A lot of new technology comes from university research programs that spin off discoveries to private companies for commercialization. One major example would be NuScale which was founded in 2007 based on research at Oregon State University that started in 2002. NuScale was founded to develop, construct and sell small modular reactors (SMRs). In 2011, NuScale sold a majority stake in their company to a Texas energy services company named Fluor Corporation for thirty million dollars.
NuScale has raised more than one billion dollars in private and government funding since 2011. It will still need billions of dollars more to construct its first power plant. Fluor has stated that it is seeking ways to raise some of the needed funding by selling part of the stake that it purchased from NuScale.

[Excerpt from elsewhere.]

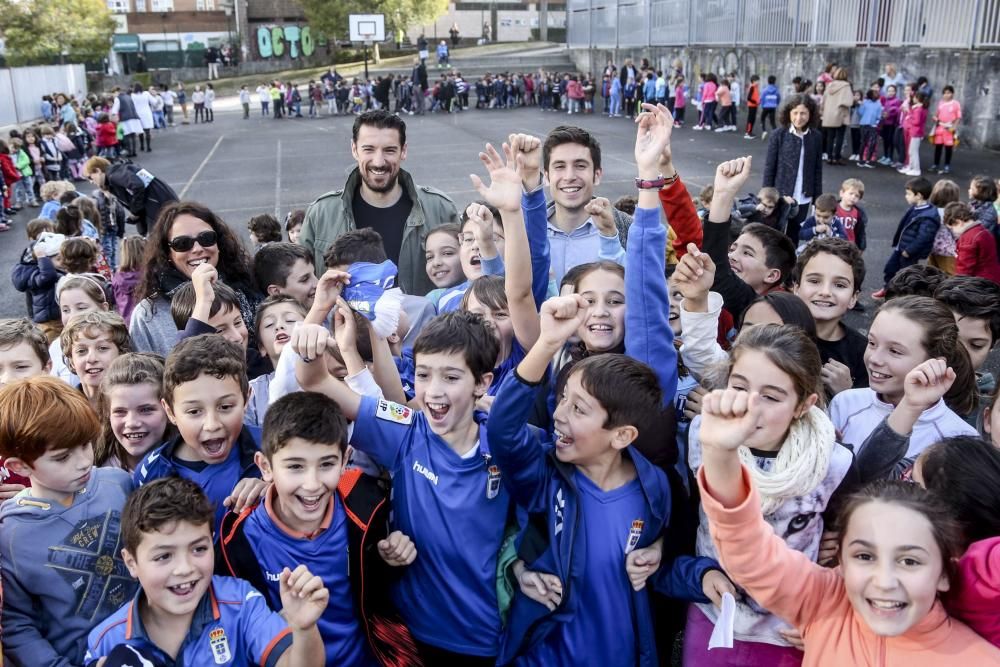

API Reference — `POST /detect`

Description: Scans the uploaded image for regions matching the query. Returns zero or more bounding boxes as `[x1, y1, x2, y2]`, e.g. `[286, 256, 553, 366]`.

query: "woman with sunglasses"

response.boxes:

Guggenheim Partners (GP) is the NuScale financial advisor. GP told a nuclear power conference on Thursday that their client has decided to go public by seeking a deal with a publicly traded investment fund which is known as a special purpose acquisition company (SPAC). This was reported in the investment publication S&P Global. It is not clear whether the funding from a SPAC deal would satisfy NuScale’s funding needs. It may be necessary seek additional capital in other ways. NuScale has declined to comment on the report in S&P Global.
SPACs are publicly traded investment funds. They were created to merge with privately held companies as a mechanism to help move them to the public market. They have become a popular way for businesses to begin trading on Wall Street without the expense and extensive regulatory process associated with a conventional IPO.

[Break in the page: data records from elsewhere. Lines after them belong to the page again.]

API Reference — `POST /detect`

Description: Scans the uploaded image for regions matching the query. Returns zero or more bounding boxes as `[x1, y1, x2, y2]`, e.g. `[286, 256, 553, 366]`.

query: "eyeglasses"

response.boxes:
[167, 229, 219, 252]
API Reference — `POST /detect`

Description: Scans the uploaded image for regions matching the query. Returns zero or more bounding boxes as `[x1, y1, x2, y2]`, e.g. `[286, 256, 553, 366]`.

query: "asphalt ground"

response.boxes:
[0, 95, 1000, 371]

Diane Hughes is the NuScale’s communications vice president. She said, “As we have previously stated, NuScale is in the process of evaluating strategic options to raise additional capital and accelerate the commercialization of NuScale’s groundbreaking small modular reactor technology. We have no update at this time.”
NuScale has named its modular design VOYGR this month. It has been engineered to give utilities the option of building a small, relatively inexpensive plant or to scale up with several modules to construct a larger facility. NuScale states that its design enables plants to shut down on their own if they lose external power in a disaster. The company says that their reactors are safer than conventional designs.
NuScale employs four hundred and fifty people which includes twenty-three at their Portland headquarters and nearly three hundred in Corvallis. Many of these employees are working remotely during the Covid pandemic.
Climate change has stimulated more interest in nuclear power recently. Nuclear power does generate radioactive waste but does not emit carbon during operations. However, a great deal of carbon is generated by construction of power plants; mining, refining, and transporting of uranium; and storing toxic and radioactive waste.
Utilities around the globe have shown interest in NuScale’s technology. NuScale received design approval from the Nuclear Regulatory Commission last year. NuScale requires other levels of federal approval before it can be constructed.